Pape Thiaw reste combatif après la défaite contre la Norvège : « Il nous reste un match »

Par Jongante

Après la défaite du Sénégal face à la Norvège (3-1), Pape Thiaw a affiché un discours lucide mais combatif. Le sélectionneur des Lions a reconnu la supériorité norvégienne sur certains aspects du jeu, tout en gardant l’espoir avant le dernier match décisif contre l’Irak.

Malgré la déception, le technicien sénégalais refuse de baisser les bras et appelle son groupe à rester mobilisé jusqu’au bout.

Une Norvège très efficace

Pape Thiaw a d’abord souligné l’efficacité de la Norvège, notamment dans les moments clés de la rencontre.

« Un match difficile face à une équipe de Norvège qui nous a posé beaucoup de problèmes et qui a été très efficace. »

Le sélectionneur estime que les moments où les Lions ont encaissé ont lourdement pesé dans l’issue du match.

« Elle nous a marqué à des moments où c’est le pire moment pour encaisser des buts, surtout lorsqu’on prend un but juste avant la mi-temps. »

Le deuxième but a fait très mal

Au retour des vestiaires, le Sénégal espérait revenir avec de meilleures intentions.
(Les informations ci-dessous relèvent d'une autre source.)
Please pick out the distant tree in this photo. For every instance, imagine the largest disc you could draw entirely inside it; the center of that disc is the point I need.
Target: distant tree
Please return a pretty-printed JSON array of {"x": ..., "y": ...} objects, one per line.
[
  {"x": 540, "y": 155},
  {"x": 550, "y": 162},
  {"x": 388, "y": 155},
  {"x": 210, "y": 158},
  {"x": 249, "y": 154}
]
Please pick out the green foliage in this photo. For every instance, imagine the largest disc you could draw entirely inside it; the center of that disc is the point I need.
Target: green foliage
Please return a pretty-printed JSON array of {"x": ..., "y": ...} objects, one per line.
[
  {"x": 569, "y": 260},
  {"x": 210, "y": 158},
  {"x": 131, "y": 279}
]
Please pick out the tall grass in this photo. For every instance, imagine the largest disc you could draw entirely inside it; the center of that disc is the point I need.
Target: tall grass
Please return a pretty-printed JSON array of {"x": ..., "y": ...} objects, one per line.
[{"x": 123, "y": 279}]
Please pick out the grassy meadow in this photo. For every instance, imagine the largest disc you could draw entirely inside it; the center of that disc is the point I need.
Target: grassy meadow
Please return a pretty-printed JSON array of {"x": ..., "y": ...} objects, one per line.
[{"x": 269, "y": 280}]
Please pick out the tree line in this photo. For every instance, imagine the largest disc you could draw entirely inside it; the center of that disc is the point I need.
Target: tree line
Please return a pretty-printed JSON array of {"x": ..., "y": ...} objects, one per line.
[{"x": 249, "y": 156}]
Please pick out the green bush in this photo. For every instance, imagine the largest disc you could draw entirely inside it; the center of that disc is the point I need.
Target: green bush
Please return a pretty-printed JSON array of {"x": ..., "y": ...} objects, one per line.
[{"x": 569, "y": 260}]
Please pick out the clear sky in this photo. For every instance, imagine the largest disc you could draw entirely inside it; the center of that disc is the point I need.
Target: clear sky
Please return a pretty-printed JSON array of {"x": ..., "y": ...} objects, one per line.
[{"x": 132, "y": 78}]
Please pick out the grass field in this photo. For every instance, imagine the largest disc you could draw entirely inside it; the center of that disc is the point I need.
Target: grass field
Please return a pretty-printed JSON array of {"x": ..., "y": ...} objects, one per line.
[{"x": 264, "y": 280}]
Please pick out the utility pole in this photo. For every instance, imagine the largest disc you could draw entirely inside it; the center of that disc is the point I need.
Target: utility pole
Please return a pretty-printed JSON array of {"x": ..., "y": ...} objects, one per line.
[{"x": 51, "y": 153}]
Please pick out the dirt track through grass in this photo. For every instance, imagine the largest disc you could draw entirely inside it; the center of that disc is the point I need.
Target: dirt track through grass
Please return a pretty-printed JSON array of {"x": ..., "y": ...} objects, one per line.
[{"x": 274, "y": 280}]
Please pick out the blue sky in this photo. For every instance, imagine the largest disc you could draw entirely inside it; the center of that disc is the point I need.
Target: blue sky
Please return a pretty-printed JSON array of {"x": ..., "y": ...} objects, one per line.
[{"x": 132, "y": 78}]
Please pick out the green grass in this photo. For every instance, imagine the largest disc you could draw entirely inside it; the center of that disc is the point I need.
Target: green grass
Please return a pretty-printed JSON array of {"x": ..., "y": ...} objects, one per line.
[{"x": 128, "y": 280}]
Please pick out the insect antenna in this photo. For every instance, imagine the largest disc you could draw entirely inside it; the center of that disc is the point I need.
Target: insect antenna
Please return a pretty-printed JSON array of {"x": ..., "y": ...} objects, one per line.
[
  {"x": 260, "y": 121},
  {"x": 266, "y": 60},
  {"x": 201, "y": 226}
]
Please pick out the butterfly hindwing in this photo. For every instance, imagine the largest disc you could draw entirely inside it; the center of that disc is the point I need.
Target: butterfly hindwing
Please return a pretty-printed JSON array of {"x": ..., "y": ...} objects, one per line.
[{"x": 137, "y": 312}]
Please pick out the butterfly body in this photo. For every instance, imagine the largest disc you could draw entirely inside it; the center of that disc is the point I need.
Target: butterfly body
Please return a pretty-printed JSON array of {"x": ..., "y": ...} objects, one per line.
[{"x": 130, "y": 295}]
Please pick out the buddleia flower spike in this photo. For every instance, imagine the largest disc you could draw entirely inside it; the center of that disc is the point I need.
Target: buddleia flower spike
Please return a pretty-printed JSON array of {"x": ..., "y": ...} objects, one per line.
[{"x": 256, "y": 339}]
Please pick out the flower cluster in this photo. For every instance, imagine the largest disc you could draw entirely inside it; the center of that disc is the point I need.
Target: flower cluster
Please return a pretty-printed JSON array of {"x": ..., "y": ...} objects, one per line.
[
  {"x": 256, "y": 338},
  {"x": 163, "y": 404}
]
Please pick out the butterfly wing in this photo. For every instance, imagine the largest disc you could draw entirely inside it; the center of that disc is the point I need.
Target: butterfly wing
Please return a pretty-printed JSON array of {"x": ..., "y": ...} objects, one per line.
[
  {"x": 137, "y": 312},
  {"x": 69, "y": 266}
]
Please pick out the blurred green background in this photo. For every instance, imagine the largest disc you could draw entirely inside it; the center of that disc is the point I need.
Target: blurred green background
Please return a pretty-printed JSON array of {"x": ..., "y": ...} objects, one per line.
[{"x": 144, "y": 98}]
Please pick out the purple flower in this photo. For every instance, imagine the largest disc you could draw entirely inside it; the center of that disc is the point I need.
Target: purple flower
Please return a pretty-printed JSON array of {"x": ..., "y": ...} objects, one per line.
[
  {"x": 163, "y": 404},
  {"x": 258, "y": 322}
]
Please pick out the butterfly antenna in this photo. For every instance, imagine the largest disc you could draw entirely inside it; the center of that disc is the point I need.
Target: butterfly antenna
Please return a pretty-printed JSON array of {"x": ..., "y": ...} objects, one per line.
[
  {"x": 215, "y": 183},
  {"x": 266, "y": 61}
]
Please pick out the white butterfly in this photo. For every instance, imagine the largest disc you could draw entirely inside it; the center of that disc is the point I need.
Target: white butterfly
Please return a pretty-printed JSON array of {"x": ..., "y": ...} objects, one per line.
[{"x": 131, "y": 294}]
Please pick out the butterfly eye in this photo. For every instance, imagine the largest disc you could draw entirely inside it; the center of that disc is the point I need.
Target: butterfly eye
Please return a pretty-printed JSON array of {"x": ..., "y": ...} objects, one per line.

Mais le deuxième but norvégien a rapidement cassé cette dynamique.

« Et au retour des vestiaires, au moment où on commençait à se retrouver, on encaisse encore un deuxième but. »

Un coup dur dont les Lions n’ont jamais réellement réussi à se remettre.

Soutien total à ses joueurs

Malgré la frustration, Pape Thiaw a tenu à protéger son groupe.

Le sélectionneur a préféré encourager ses joueurs plutôt que de pointer du doigt certains individus.

« Maintenant, il faut les féliciter. Moi, j’encourage mes joueurs. »

Garder espoir jusqu’au bout

Pour Pape Thiaw, tout n’est pas terminé.

Le Sénégal reste en vie mathématiquement et doit désormais se concentrer sur son dernier rendez-vous face à l’Irak.

« Il nous reste un match. Il faut être focalisés sur cette dernière rencontre, aller la jouer à fond pour prendre les trois points et espérer. »

Dans cette Coupe du monde, le Sénégal joue désormais sa survie sur 90 minutes. Face à l’Irak, il n’y aura plus de marge d’erreur.